Copiapó/Chile, APD, 27.09.2010/APD   Die Bibel studieren wollen 20 der 33 in der chilenischen Gold- und Kupfermine San José verschütteten Bergleute. Dem Wunsch der Eingeschlossenen habe der adventistische Pastor Carlos Parra entsprochen, teilte Magdiel E. Pérez Schulz (Brasilia/Brasilien), Generalsekretär der Kirche der Siebenten-Tags-Adventisten in Südamerika, mit. Der Geistliche schicke durch den Versorgungskanal den Bergleuten regelmäßig neue Studienanleitungen. Das Bibelstudium in 700 Meter Tiefe leite ein Kumpel, der Mitglied einer Pfingstkirche sei.

Pastor Parra, Seelsorger der Gemeinden der Siebenten-Tags-Adventisten im Norden von Copiapó/Chile, stattete bereits im August die eingeschlossenen 33 Bergarbeiter mit kleinen Bibeln aus, die jeweils den Namen eines Bergmannes und eine persönliche, ermutigende Widmung enthielten.
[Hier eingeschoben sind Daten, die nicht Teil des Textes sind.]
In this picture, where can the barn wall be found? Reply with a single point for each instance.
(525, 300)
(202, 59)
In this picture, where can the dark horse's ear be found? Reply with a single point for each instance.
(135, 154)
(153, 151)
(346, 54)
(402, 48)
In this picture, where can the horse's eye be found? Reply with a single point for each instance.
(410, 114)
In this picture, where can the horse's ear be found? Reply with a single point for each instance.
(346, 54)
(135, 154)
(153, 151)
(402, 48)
In Absprache mit dem für die Minenarbeiter der Region zuständigen Pfarrer Laurence Golborne wurden die Bibeln in einer Größe von acht mal zwölf Zentimeter so aufbereitet, dass sie in die Transporthülse passten, mit der die Eingeschlossenen versorgt werden.
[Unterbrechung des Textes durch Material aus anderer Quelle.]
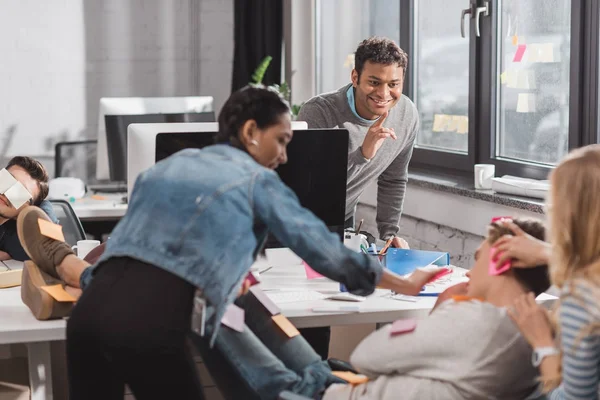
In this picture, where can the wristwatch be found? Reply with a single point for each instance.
(540, 353)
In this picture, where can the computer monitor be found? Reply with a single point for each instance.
(137, 106)
(316, 169)
(116, 135)
(141, 139)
Jeder Miniaturbibel wurde ein Vergrößerungsglas beigelegt, um das Lesen zu erleichtern. Auf einem Aufkleber stehen der Name des jeweiligen Empfängers und die Worte „Wir beten um Ihre Rückkehr“. Außerdem sind aus dem 40. Psalm die Verse 2 und 3 hervorgehoben: „Ich harrte des HERRN, und er neigte sich zu mir und hörte mein Schreien. Er zog mich aus der grausigen Grube, aus lauter Schmutz und Schlamm, und stellte meine Füße auf einen Fels, dass ich sicher treten kann.“

Ähnliche Bibeln, allerdings in normaler Größe, erhielten die Familien der Bergarbeiter, die sich im „Zeltlager der Hoffnung“ auf dem Minengelände aufhalten, sowie der chilenische Staatspräsident Sebastián Piñera und Gesundheitsminister Jaime Mañalich, welche die Angehörigen besuchten. Parra ist fast jeden Tag auf dem Minengelände. Um zwölf Uhr und um 18 Uhr lädt er zum Gebet für die verschütteten Bergleute ein. Für Familienangehörige und Rettungskräfte bietet er zudem Seelsorge an. Auch führt er Bibelstudien durch.
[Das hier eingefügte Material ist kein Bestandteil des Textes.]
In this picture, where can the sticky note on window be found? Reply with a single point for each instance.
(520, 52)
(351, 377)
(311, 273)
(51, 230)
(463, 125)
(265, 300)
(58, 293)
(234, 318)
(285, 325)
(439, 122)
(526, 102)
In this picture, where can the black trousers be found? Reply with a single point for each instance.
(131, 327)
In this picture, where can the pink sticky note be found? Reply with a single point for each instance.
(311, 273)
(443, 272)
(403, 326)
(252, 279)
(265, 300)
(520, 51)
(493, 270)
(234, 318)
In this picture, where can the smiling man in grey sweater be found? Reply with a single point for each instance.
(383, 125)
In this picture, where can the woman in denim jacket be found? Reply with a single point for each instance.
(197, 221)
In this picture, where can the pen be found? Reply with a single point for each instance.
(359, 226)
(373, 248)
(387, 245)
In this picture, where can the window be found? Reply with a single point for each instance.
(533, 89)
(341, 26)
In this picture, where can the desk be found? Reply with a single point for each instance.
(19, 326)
Am 5. August wurden durch einen Bergschlag in der kleinen Gold- und Kupfermine San José in der Atacama-Wüste 45 Kilometer nördlich der chilenischen Stadt Copiapó 33 Bergleute verschüttet. Sie blieben unverletzt und zogen sich in 700 Meter Tiefe in einen Schutzraum zurück. Am 22. August gelang es, durch eine Bohrung mit ihnen Kontakt aufzunehmen. Sie werden seitdem durch eine enge Röhre mit dem Nötigsten versorgt. Mit schweren Bohrgeräten versuchen die Retter, zu den Eingeschlossenen vorzudringen.

Die Anfänge der Kirche der Siebenten-Tags-Adventisten in Chile gehen auf das Jahr 1885 zurück. Heute gibt es dort mehr als 126.000 erwachsen getaufte Mitglieder in 571 Gemeinden.